Uma noite conhece Emmi, uma viúva alemã, sexagenária e empregada de limpezas, que entrou no bar para se refugiar da chuva, e começam a conversar. Ambos, na sua solidão, acabam por encontrar conforto na companhia um do outro.
Emmi leva-o para sua casa e dá-lhe guarida. Reconhece uma bondade em Ali que lhe traz uma felicidade que há muito não sentia. “Estou tão feliz, mas também tenho muito medo”. Ao que Ali responde, “Medo não. Medo não é bom. O medo devora a alma”.
Nasce entre ambos uma ligação implausível. Aos olhos da sociedade alemã do pós-guerra, aquela relação está condenada ao fracasso e é uma afronta às convenções. Ali sente na pele a xenofobia e discriminação, os olhares de desprezo dos alemães que o maltratam de forma ostensiva.

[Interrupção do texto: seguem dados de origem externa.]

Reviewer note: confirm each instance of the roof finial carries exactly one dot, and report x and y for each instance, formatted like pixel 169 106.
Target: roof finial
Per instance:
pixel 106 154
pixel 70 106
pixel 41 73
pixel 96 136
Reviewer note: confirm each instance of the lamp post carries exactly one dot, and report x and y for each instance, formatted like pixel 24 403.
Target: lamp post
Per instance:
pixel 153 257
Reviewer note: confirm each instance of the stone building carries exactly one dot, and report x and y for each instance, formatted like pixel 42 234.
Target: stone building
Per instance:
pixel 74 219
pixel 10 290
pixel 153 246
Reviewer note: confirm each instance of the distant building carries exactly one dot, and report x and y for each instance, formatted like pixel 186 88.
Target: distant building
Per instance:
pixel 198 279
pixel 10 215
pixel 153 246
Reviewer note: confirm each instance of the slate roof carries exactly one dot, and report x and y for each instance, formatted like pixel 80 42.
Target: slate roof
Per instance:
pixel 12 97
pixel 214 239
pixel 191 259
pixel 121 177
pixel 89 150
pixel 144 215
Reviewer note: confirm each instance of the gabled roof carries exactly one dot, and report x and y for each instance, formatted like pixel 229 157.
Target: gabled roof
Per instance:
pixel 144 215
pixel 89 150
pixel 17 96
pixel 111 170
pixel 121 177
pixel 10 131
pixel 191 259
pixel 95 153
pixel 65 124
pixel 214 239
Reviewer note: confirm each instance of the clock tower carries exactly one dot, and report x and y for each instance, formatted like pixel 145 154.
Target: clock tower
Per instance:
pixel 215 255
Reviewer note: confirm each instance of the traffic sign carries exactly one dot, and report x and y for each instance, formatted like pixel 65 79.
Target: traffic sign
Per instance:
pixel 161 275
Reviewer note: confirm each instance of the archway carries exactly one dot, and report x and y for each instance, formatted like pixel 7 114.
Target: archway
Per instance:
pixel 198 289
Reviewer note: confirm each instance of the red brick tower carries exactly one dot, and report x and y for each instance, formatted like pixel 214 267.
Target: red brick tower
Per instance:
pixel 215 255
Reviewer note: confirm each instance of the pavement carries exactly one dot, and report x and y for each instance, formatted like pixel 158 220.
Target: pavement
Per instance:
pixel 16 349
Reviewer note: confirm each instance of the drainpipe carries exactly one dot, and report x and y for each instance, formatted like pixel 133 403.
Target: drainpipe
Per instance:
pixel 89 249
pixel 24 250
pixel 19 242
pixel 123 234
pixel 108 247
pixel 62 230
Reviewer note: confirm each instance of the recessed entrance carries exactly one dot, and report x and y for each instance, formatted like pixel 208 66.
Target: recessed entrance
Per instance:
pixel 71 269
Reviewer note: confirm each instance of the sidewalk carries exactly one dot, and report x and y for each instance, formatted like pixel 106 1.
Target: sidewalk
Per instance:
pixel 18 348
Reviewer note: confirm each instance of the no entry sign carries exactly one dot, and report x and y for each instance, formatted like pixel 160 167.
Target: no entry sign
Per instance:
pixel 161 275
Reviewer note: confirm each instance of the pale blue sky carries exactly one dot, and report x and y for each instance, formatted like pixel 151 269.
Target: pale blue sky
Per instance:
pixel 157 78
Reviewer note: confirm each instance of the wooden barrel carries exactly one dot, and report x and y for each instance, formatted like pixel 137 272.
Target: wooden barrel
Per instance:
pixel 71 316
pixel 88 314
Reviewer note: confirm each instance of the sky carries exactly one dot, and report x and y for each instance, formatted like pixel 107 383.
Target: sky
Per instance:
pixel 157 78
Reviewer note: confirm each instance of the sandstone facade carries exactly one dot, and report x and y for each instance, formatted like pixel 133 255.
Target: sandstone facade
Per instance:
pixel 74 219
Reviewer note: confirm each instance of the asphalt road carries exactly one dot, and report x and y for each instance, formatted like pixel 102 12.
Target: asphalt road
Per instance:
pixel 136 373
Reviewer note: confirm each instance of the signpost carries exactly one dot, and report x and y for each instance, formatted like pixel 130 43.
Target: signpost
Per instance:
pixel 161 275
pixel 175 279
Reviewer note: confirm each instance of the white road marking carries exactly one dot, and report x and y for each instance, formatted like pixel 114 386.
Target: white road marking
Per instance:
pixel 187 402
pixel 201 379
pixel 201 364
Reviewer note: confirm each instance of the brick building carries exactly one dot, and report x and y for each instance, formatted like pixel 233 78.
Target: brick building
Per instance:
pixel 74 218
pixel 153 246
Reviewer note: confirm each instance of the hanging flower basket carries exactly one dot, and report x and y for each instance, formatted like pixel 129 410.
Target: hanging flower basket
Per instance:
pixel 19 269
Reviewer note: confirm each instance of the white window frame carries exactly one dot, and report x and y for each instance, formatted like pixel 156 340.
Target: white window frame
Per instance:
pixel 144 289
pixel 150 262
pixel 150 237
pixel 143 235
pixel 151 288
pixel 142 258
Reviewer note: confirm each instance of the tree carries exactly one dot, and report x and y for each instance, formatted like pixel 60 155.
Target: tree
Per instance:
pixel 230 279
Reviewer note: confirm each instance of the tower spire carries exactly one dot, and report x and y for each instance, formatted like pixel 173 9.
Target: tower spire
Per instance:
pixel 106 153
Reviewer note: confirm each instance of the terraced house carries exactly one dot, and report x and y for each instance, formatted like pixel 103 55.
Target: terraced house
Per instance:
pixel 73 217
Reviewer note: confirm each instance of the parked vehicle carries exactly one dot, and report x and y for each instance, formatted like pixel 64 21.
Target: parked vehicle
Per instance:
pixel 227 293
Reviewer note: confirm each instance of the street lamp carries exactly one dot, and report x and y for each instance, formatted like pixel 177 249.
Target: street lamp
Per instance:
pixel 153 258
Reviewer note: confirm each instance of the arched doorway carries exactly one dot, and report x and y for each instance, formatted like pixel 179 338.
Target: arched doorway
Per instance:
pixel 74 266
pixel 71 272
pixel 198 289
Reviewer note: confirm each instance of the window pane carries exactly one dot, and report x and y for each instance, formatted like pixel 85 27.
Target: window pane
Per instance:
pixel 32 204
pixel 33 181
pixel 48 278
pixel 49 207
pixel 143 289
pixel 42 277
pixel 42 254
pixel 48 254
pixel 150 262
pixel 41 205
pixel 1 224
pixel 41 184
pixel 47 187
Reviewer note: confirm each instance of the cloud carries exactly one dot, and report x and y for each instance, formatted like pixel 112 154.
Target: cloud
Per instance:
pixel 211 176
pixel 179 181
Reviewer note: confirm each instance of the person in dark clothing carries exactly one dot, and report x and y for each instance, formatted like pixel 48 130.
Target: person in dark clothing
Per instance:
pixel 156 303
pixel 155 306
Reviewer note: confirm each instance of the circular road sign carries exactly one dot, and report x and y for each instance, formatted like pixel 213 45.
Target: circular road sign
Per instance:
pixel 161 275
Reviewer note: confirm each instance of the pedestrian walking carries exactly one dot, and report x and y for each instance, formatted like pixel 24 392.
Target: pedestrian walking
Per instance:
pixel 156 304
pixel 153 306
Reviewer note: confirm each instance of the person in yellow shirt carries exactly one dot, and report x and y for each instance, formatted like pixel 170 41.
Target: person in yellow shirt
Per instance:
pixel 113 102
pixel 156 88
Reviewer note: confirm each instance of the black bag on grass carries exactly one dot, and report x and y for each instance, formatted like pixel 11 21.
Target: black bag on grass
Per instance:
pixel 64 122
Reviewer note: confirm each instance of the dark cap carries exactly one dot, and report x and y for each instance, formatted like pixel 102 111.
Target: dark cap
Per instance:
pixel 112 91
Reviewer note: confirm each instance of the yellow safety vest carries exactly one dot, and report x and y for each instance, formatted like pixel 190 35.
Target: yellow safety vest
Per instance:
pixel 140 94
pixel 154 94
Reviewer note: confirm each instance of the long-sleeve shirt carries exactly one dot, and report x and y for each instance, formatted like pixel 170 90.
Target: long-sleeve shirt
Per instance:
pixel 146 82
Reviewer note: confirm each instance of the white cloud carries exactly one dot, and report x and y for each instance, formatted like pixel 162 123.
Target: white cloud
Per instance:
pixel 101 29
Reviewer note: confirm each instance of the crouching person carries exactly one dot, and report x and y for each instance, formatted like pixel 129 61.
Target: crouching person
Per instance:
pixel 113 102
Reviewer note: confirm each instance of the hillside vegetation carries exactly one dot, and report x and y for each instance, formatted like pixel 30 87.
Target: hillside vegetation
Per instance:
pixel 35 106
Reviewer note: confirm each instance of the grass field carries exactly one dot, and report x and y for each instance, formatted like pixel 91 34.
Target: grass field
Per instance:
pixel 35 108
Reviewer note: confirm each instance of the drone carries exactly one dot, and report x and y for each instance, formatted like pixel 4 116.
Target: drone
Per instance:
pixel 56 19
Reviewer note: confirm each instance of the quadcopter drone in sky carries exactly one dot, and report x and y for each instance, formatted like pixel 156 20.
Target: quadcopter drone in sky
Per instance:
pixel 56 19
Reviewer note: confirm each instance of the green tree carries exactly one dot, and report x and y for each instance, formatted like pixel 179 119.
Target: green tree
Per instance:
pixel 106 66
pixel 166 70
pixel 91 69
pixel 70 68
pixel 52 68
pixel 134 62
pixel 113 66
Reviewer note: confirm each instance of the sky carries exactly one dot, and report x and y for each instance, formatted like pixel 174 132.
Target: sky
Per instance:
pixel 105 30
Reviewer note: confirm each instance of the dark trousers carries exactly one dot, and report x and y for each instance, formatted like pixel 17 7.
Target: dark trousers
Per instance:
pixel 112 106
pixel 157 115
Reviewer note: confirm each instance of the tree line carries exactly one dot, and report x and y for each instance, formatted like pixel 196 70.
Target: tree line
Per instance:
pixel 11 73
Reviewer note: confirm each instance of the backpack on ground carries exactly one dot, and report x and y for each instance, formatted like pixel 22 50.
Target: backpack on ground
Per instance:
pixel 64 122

O casal é marginalizado pelos vizinhos e comerciantes, criticado pelos próprios filhos de Emmi, ostracizado pela sociedade alemã em geral que já formou a sua opinião sobre Ali e o encara como um estrangeiro que se está a tentar aproveitar de uma viúva.
A história que acabo de partilhar está contada no filme “Ali, o Medo Devora a Alma” do realizador alemão Rainer Fassbinder. É uma história de amor que desafia as convenções e não escapa a um certo tom satírico. Fassbinder está familiarizado com os sentimentos da sociedade alemã em relação ao outro, ao estrangeiro, mas o filme também surpreende pela ternura e beleza da relação entre Emmi e Ali.
O seu casamento confronta o ódio e fealdade à sua volta, numa sociedade ainda assombrada pela apologia dos ideais arianos e que ainda não se libertou totalmente do preconceito. Datado de 1974, este é um filme arrojado, mesmo para os padrões da sociedade atual. Dou por mim a pensar quão diferente seria, hoje, a relação entre Emmi e Ali. Conheceriam uma maior liberdade? Seriam poupados a críticas?
Esta não é uma história da Netflix, entre uma mulher mais velha bonita e um homem mais novo. Estas são duas almas, separadas por um abismo cultural e que nem sempre conseguem comunicar, mas que encontraram um meio-termo, apesar de todas as dificuldades a que Ali está sujeito enquanto imigrante.
É uma bonita história de amor, que tenta sobreviver contra todas as expectativas. Sobreviveria aos dias de hoje?